Soberania energética e metas ambientais
O incremento para o E32 é visto pelo governo como uma peça-chave para o fortalecimento da soberania energética nacional. Adicionalmente, a gestão atual argumenta que o uso intensificado de biocombustíveis reduz drasticamente a necessidade de importar gasolina, conduzindo o país a um patamar superior de autossuficiência. Essa pauta ganhou urgência diante dos desdobramentos da crise no Oriente Médio, que impactaram diretamente o mercado global de combustíveis.
Nesse sentido, projeções oficiais indicam que a nova composição permitirá uma redução de 450 milhões de litros na demanda por gasolina importada. Paralelamente, o governo reforça o ganho ambiental da iniciativa, visto que o etanol, sendo uma fonte renovável, desempenha um papel crucial na mitigação das emissões de gases de efeito estufa no setor de transportes.
Contexto normativo e pressões do setor
A mudança está fundamentada na Lei do Combustível do Futuro, sancionada em outubro de 2024. A referida legislação estabelece a elevação gradual da mistura, condicionada à comprovação da viabilidade técnica.
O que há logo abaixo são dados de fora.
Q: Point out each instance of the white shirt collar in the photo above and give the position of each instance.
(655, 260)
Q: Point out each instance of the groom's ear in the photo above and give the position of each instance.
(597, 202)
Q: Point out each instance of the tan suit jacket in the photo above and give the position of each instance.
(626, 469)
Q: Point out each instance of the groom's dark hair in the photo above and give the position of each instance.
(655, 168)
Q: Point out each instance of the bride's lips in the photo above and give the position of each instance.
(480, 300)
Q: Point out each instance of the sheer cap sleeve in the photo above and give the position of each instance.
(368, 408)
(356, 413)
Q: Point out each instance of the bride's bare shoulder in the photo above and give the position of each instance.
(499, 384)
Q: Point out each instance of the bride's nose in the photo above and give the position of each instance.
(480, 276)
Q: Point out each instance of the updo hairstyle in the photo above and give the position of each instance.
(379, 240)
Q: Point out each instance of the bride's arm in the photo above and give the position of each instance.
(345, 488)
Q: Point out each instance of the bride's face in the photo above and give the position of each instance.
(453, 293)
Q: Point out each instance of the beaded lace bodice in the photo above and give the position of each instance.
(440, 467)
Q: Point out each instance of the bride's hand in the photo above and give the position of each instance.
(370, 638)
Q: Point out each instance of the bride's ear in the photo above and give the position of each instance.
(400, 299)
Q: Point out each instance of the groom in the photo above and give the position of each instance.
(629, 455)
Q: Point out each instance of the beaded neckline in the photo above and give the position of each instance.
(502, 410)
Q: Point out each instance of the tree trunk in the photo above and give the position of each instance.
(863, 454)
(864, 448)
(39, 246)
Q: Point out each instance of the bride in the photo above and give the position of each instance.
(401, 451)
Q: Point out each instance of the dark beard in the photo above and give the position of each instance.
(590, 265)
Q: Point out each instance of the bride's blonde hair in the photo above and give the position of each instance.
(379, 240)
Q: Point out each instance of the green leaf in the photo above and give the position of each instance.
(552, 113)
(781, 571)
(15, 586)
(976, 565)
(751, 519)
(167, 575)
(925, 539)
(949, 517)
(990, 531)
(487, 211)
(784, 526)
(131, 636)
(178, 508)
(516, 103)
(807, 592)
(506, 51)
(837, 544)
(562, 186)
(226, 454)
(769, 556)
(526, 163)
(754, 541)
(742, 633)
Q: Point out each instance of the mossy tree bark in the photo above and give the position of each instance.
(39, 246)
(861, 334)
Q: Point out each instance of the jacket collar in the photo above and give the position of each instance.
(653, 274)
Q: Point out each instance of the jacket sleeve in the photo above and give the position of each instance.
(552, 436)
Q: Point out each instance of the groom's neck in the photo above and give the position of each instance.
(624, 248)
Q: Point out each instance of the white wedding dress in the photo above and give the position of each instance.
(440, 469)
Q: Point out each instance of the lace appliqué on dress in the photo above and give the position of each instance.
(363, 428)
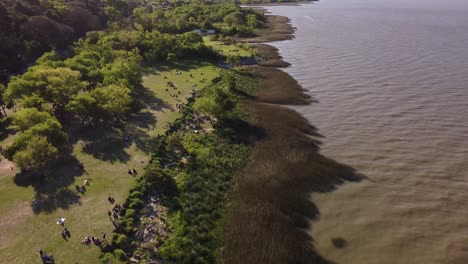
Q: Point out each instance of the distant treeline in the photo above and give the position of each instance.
(28, 28)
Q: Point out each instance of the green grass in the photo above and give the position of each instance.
(106, 158)
(240, 50)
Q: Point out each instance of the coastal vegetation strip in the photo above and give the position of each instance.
(91, 115)
(116, 138)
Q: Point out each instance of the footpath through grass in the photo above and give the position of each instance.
(106, 156)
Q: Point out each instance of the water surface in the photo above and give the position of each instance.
(391, 78)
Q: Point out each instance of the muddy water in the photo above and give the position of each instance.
(391, 80)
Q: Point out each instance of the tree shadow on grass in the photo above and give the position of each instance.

É importante notar que a mesma lei contempla o aumento da mistura de biodiesel no diesel, atualmente em 15% (B15), com o governo já sinalizando o início de testes para proporções entre 16% e 25%.
Por outro lado, a adoção imediata do E32 foi um pleito constante de associações e representantes do setor de biocombustíveis nos últimos meses. Consequentemente, o setor sucroenergético e parte do agronegócio, que fornecem cana-de-açúcar, milho e óleo de soja para a produção, foram os principais articuladores da medida, dado que a alteração amplia de forma consistente a demanda e a participação desses produtos na matriz energética brasileira.
Histórico de deliberação
A concretização desta política pública passou por um longo cronograma de análise, acumulando quatro adiamentos no CNPE. As reuniões planejadas para maio e junho foram suspensas repetidamente. Os motivos foram ajustes de agenda e também a necessidade governamental de reavaliar os impactos conjunturais frente à instabilidade geopolítica internacional.
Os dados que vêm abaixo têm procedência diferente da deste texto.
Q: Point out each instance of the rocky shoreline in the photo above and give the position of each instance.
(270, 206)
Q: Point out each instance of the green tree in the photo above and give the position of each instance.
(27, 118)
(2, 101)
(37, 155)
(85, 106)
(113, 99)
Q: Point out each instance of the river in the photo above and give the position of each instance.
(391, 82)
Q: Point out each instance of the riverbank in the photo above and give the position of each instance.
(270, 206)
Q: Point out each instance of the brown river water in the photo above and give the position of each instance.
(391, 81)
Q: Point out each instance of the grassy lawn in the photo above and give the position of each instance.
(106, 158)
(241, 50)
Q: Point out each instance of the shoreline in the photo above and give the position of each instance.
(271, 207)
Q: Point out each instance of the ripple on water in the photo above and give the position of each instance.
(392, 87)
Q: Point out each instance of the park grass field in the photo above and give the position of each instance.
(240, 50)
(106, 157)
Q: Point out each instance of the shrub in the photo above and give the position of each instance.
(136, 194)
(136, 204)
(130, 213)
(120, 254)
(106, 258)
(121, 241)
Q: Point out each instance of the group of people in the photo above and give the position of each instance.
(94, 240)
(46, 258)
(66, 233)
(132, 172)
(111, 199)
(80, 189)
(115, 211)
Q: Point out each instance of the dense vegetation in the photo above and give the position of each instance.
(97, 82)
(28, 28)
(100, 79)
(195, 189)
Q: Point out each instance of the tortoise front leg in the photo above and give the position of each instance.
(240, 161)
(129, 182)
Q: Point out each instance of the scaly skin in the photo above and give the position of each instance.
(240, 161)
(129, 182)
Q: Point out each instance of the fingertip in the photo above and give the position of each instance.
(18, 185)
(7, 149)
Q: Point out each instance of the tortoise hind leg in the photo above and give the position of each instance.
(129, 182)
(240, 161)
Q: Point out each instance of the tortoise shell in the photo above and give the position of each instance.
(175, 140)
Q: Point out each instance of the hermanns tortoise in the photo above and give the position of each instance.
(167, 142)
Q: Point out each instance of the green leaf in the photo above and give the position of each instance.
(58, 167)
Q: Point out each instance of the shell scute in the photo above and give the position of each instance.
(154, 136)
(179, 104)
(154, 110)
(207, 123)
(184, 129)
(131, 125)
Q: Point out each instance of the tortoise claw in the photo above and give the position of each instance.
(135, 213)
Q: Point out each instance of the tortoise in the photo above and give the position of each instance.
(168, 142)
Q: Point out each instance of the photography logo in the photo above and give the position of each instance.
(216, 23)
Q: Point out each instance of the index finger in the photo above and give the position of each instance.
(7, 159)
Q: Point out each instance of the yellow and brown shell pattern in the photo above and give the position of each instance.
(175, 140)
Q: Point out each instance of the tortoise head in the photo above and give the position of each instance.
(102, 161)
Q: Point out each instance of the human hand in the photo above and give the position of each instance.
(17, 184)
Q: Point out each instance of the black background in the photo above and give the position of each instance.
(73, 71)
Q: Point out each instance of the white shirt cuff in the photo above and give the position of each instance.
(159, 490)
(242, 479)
Pontos de atenção para os CFOs, empresários e investidores
Para investidores, executivos e gestores financeiros, o cenário demanda uma postura vigilante:
- Para o CFO: É fundamental realizar uma revisão profunda na estrutura de custos e nas projeções de margens, considerando que a alteração na mistura pode influenciar o preço final ao consumidor. É importante também uma análise minuciosa dos contratos de hedge de combustível.
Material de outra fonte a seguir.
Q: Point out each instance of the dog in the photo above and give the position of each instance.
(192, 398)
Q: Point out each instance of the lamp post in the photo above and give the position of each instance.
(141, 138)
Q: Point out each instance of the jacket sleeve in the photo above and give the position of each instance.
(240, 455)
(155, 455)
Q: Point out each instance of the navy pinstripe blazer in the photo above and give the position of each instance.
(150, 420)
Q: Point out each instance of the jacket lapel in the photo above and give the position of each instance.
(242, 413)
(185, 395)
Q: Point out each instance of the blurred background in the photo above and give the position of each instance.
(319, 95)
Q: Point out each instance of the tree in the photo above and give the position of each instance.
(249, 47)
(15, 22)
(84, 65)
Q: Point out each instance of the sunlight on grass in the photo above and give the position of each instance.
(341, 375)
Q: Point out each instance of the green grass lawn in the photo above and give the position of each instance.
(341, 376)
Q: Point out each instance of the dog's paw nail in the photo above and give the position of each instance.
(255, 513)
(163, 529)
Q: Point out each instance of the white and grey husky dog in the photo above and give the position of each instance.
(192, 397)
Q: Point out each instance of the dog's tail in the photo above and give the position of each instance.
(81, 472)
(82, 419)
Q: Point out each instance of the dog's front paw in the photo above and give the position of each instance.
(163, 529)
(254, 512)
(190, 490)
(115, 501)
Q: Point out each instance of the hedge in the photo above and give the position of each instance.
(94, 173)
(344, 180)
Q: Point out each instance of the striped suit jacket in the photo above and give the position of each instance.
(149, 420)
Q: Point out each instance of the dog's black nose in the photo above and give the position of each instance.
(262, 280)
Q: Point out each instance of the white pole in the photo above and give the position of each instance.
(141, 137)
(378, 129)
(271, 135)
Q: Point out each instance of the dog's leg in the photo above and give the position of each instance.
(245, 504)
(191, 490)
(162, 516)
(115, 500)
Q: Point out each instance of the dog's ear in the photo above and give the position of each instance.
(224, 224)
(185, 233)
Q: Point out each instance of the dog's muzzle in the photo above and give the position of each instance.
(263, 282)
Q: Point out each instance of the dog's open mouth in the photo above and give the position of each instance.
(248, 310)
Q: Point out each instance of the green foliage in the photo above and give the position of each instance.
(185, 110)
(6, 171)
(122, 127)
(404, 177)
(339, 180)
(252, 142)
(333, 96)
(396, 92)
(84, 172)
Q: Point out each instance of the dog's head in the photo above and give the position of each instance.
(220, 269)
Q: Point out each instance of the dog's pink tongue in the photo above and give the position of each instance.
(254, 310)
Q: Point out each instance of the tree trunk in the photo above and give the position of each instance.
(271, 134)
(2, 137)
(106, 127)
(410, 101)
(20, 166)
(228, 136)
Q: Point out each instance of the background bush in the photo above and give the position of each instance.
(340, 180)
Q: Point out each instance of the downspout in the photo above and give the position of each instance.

- Para o Empresário: A transição na matriz abre novas janelas de oportunidade na cadeia de suprimentos de biocombustíveis. Portanto, é vital monitorar a disponibilidade de insumos e as variações nos preços das commodities agrícolas correlatas.
- Para o Investidor: O foco em empresas do setor sucroenergético que apresentem robusta geração de caixa continua sendo uma estratégia vital. Embora o aumento da mistura beneficie a demanda interna, o monitoramento da volatilidade do petróleo no mercado internacional é uma medida de gestão de risco.